2.5 Optimization of Reaction Conditions
     The reduction of 3-phenylpropiolonitrile using CtOYE was systematically optimized. The experimental variables were structured as follows: the reaction temperature was controlled within the range of 15-40 °C; the pH of PBS buffer (50 mM) was adjusted between 7.0 and 10.0. Other variables included glucose concentration (20-120 mM), GDH load (0.1-2.0 U/mL), NADP⁺ concentration (0.05-1.0 mM), and enzyme concentration (0.5-4 mg/mL). Reactions were carried out in a temperature-controlled shaker at 180 rpm for 12 h.

2.6 Molecular Docking
     Molecular docking was performed following the standard protocol of AutoDock Tools 1.5.6 [25-29]. The crystal structure of CtOYE (PDB ID: 6S32) was retrieved from the Protein Data Bank, and the ligand 3-phenylpropiolonitrile (CAS: 935-02-4) was obtained from PubChem. After preprocessing both receptor and ligand with AutoGrid4, docking calculations were carried out with AutoDock4 using a grid box centred at (45.121, 82.493, 42.755) and dimensions of (32.013, 65.618, 34.752). The results were visualized using PyMOL. The docking pose with low binding energy and a reasonable binding mode was selected for further analysis.

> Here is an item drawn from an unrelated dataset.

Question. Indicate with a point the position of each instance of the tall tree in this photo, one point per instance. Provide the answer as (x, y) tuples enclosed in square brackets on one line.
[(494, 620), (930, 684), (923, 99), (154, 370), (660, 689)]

2.7 Molecular Dynamics (MD) Simulation
     MD simulations were conducted using GROMACS 2022.3 [30-33]. Small molecule preprocessing was performed using AmberTools22 to add General AMBER Force Field (GAFF), and Gaussian 16W was used to add hydrogen atoms and calculate Restrained Electrostatic Potential (RESP) charges, which were then incorporated into the topology files of the MD system. Simulations were performed under constant temperature (300 K) and pressure (1 bar) conditions, using the Amber99sb-ildn force field and TIP3P water model. An appropriate number of Na⁺ ions were added to neutralize the total charge of the system. The system was first energy-minimized using the steepest descent method, followed by 100,000 steps of NVT (constant number of particles, volume, and temperature) and NPT (constant number of particles, pressure, and temperature) equilibration with a coupling constant of 0.1 ps and a duration of 100 ps. Finally, a free MD simulation was run for 5,000,000 steps with a time step of 2 fs, totaling 100 ns. After the simulation, trajectory analysis was performed using the built-in tools of the software to calculate the Root Mean Square Deviation (RMSD) [34], Radius of Gyration (RG) [35], and Solvent-Accessible Surface Area (SASA) [36].

3. RESULTS AND DISCUSSION

3.1 Expression, Purification, and Kinetic Analysis of CtOYE
     The CtOYE protein was heterologously expressed in E. coli BL21 (DE3), incorporating an N-terminal His6-tag. This poly-His tag facilitated the subsequent purification of the recombinant protein. Following expression, the cell extract containing CtOYE was subjected to purification via affinity chromatography using a Ni-NTA 6FF column. SDS-PAGE analysis of purified enzyme solution revealed a single band with an apparent molecular weight of approximately 45.1 kDa (Figure S1), confirming electrophoretic homogeneity and agreement with the theoretical molecular weight of CtOYE containing the poly-His tag. The preliminary characterization of CtOYE was performed by spectrophotometric determination based on the consumption of NADPH during the reduction of 3-phenylpropiolonitrile, with the results presented in Table 1 and Figure S2. The substrate affinity (K_m of 1.41 mM) and turnover number (kcat of 4.49 s⁻¹) were observed, resulting in a catalytic efficiency of 3.18 mM⁻¹ s⁻¹.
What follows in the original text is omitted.